It seems as though West Shore’s science teacher Amy McCormick is bound to travel into space. The seventh-grade science teacher is now only a few months away from taking the third and final course in her training to becoming a full-fledged astronaut, yet this final course came as a surprise, even to McCormick.
“I didn’t apply for this course; [Teachers in Space] called me and asked me to do this, so I guess they must have liked me,” McCormick said. This summer she and a partner will travel to California where they will build Masten Space Systems, reusable launch systems which reduce fuel use and costs for launches. These systems will be ready to launch in the fall of 2012 in the Mojave Dessert. From there McCormick will fly to Philadelphia where she will physically and mentally train. There she will learn about rocketry, acceleration and flight as well as participate in the oxygen chamber, simulators and the human centrifuge known as the PHOENIX.

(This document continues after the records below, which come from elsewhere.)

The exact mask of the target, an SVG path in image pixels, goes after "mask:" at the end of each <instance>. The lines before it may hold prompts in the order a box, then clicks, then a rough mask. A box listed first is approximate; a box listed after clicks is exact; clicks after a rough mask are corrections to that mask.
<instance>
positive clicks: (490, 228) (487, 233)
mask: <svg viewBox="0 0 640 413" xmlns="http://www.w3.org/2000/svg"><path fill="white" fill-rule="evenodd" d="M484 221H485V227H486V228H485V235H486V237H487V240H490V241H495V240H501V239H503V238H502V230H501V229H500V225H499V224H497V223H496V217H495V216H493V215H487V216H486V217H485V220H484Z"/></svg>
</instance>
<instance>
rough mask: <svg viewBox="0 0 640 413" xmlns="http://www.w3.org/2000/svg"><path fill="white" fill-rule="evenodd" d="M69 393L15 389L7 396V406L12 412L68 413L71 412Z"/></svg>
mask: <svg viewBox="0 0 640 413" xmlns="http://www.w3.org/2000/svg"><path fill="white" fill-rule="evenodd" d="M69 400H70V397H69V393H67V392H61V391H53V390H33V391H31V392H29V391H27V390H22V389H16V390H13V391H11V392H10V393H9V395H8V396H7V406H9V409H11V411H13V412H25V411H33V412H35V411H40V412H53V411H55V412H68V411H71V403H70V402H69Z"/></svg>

McCormick seems both excited and prepared.
“I’m nervous. I don’t think I’ll be a rock, but I think I can handle it,” she said. After her courses and training, McCormick will be provided with photographs, videos and even a flight suit.
McCormick and her partner will be only the third and fourth teachers in the United States to have completed all three courses.
If successful, McCormick won’t be the first Brevard Public Schools teacher to travel into space. Former Melbourne High School science Joe Acaba arrived at the International Space Station on Thursday aboard a Russian Soyuz spacecraft.